There are a number of different techniques currently used to estimate PDFs from option prices, and in some cases they have produced different results. There is at this point no consensus on which technique should be used in which situation. Moreover, opinion differs as to how PDFs should be interpreted. As the use of estimated PDFs has become increasingly popular in the central banking community, the BIS decided to organise a one-day workshop on estimation and interpretation of PDFs. The workshop was held in Basel on 14 June 1999 and organised by Gabriele Galati of the BIS and William Melick of Kenyon College, Ohio; it brought together experts from central banks, academia and the investment community. The background paper by Kevin Chang and William Melick provides an overview of the issues involved in the estimation and interpretation of PDFs.
The workshop was divided into two sessions. The first session addressed issues related to the estimation techniques. Before the workshop, participants received a common data set of settlement price data for options on eurodollar futures between 1 September 1998 and 30 November 1998. Participants were asked to estimate an implied PDF using their own technique for each trading day in the data set and to provide a standard set of summary statistics. The results, which are summarised in a note by William Melick, were discussed at the beginning of the first session.

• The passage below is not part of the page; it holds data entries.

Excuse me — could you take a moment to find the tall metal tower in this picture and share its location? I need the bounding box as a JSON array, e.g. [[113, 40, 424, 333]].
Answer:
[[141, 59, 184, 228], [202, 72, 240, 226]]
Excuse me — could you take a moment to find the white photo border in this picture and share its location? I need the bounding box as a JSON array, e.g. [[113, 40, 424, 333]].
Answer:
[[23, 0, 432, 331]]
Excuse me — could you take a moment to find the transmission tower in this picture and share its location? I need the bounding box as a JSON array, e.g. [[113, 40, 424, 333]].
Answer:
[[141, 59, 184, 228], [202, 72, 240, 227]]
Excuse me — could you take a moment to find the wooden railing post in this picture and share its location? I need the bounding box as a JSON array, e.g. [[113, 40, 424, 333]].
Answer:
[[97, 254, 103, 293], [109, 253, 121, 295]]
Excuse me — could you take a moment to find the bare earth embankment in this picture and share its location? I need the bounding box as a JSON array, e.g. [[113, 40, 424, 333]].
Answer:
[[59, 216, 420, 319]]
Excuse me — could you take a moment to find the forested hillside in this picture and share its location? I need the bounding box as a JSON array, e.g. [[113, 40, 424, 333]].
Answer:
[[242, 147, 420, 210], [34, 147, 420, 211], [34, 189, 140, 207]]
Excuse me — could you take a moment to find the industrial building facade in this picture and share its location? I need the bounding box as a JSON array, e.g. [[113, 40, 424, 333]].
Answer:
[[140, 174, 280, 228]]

Three papers were then presented. The paper by Neil Cooper (Bank of England) compared the accuracy of alternative estimation techniques using simulated distributions and applying a Monte Carlo test. The paper by Sophie Coutant (Bank of France) provided a theoretical framework for separating the risk-neutral density function from a risk-aversion function. She then estimated these functions using data on CAC options. Des McManus (Bank of Canada) applied alternative techniques to estimate PDFs from eurodollar futures and used different statistics to evaluate their performance.
The second session focused on applications of PDFs and on issues related to their economic interpretation. Gordon Gemmill (City University Business School) analysed the behaviour of PDFs estimated from FT-SE 100 option prices around a number of "crash episodes" and several election dates in the United Kingdom and evaluated their predictive content. José Campa (New York University), Kevin Chang (Credit Suisse First Boston) and James Refalo (New York University) used option data from Brazil to describe expectations of the real/dollar exchange rate and analysed the credibility of different exchange rate regimes. Finally, the paper by Jorge Barros Luís and Bernardino Adão (Bank of Portugal) used PDFs to evaluate expectations regarding interest rate convergence in Europe in the run-up to monetary union.
The BIS hopes that circulation of these conference proceedings will stimulate further discussion and research on implied PDFs. As the papers in this volume make clear, these PDFs offer an important new means of characterising market expectations. However, the papers also make clear the difficulties and caveats involved in interpreting these characteristics.